So I’m turning 39 in a few days and I’ve decided I want to change careers. I know, I’m not the first person to make such a decision so late in the game, but it feels…. monumental. Overwhelming, even.

Part of the problem is that I am incapable of baby steps. I want to do it all, right now, and done perfectly from the start. This sort of thinking can be paralyzing, even as I try to build this blog and get a new Twitter account up and running. I am toiling over the small stuff, like ensuring perfection in terms of how said blog and Twitter pages look. It’s utter madness as I fight my urge to not roll these pages out until I feel they are viewable for the masses. They must look perfect or people won’t come back! won’t read! won’t share and support!

Honestly, my need to be a perfectionist has been my own worst enemy… but I believe I can harness it for good. I just need to learn to take things one step at a time so that I create a process, and lifestyle, that is sustainable.

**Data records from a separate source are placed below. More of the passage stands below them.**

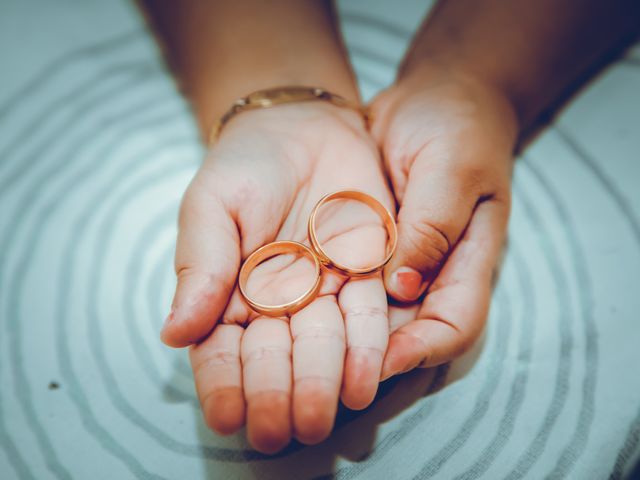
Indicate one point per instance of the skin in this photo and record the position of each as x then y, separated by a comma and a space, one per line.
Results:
258, 184
475, 80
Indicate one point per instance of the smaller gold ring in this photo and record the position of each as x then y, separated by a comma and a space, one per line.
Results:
380, 209
264, 253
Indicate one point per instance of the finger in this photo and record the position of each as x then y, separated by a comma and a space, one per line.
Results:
457, 303
364, 308
436, 207
207, 262
218, 377
266, 360
318, 357
400, 315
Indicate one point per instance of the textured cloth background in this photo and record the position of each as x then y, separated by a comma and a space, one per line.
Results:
96, 148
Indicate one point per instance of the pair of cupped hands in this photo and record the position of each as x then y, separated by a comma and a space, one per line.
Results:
439, 154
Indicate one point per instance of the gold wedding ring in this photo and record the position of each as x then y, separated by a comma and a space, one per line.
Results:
317, 253
377, 207
266, 252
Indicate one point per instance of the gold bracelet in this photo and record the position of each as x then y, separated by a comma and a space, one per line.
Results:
278, 96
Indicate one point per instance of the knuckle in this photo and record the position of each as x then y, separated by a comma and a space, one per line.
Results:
216, 358
319, 332
364, 313
428, 240
266, 353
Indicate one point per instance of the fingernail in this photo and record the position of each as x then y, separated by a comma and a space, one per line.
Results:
407, 282
170, 318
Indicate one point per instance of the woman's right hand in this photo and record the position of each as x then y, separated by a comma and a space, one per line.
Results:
258, 184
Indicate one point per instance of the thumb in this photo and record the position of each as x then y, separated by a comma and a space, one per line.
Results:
207, 262
435, 209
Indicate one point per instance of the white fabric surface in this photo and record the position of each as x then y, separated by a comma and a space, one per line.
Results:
96, 148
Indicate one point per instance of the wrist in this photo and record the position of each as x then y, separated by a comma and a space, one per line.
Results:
441, 87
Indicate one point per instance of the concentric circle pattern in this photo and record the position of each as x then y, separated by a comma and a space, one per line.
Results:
96, 148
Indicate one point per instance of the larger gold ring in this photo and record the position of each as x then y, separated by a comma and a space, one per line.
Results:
264, 253
384, 214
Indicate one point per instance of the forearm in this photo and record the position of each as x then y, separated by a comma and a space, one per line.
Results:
533, 52
222, 50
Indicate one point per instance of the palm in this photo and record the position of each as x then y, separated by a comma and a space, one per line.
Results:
268, 174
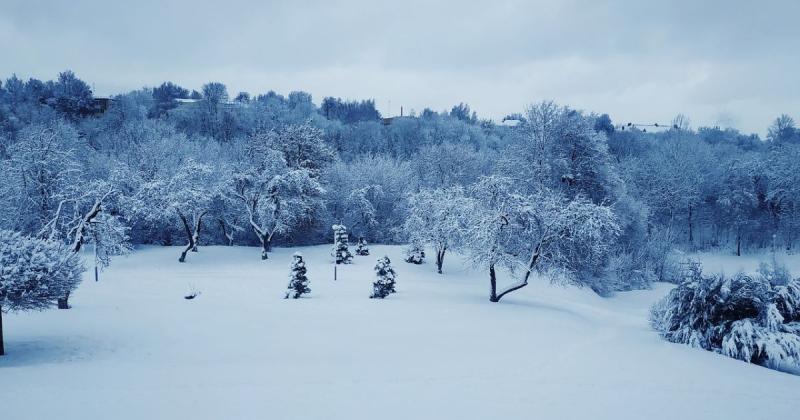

I feel like a little kid with her face pressed against the glass of a window at the gym; I see all these people in there doing things I would like to do. They look happy and healthy. They look positive and energetic. And I want to be part of that…. but I feel like I am on the outside of it all. And I want to change careers and be part of an industry I know virtually nothing about?? I don’t even go to a gym! I am the kind of girl who likes to get her sweat on to P90X in the comfort of her living room when she won’t embarrass herself in front of others. Where I have fewer excuses not to do it, as my “workout room” is a mere 6 feet away.

This blog will be my journey, wherever that journey leads me. I will take my baby steps as I get back into working out, after too long an absence. And then I will see how to grow my passion from there into a direction that best suits me; will it be nutrition, a deep personal interest for me? Will my workouts lead me to grow beyond my living room and into the gym? Will I find a teacher and mentor who will help lead me in a direction that speaks to me?

I am (nearly) 39 and I have yet to decide what I want to be when I grow up… but I’m going to find out!